CVE-2017-11292 / APSB17-32 question

  • October 17, 2017
  • 1 reply
  • 568 views

On the bulletin page it says this vulnerability exists in version 27.0.0.159 for Chrome and Desktop.  It doesn't say prior versions so if we are running 27.0.0.130 for Chrome and Desktop are we ok?  I was skipping .159 because it wasn't a security update. 
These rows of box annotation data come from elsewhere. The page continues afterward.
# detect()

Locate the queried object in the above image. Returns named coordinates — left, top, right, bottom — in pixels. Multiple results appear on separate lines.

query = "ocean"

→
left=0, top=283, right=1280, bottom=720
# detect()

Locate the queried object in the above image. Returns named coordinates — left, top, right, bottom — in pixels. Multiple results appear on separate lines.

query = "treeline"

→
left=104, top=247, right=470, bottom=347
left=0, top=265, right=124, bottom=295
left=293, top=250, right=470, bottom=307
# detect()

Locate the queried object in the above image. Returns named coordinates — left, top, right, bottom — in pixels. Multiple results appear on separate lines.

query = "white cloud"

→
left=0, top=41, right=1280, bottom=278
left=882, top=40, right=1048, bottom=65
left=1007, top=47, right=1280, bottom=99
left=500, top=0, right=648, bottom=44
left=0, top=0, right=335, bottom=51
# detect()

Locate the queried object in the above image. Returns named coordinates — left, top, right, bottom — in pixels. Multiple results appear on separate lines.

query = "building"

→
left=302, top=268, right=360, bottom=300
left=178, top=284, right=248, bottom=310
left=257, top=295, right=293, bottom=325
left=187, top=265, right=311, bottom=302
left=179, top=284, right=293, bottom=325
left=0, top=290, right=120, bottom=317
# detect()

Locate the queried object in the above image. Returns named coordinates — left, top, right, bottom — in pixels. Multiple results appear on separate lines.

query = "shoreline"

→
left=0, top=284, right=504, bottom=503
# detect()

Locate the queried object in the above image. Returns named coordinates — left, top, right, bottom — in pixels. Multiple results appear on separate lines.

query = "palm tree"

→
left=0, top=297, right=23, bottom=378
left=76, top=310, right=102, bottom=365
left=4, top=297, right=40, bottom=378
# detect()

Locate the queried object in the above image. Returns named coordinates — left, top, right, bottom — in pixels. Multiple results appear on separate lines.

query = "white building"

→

    This topic has been closed for replies.
    Correct answer jeromiec83223024

    You should upgrade to 27.0.0.170. 

    1 reply

    jeromiec83223024
    jeromiec83223024Correct answer
    Inspiring
    October 17, 2017

    You should upgrade to 27.0.0.170. 

    Teralax
    TeralaxAuthor
    Participant
    October 18, 2017

    Ok then.   Was it you that updated the document to now say earlier versions?  Thanks for the reply.

    jeromiec83223024
    Inspiring
    October 18, 2017

    We have a dedicated product security group that manages that documentation.  It usually includes "and below" to avoid any confusion.  It was probably just a quickly corrected oversight.  I started to rationalize why it might be that way, but figured it was better to just be unequivocal about what should happen.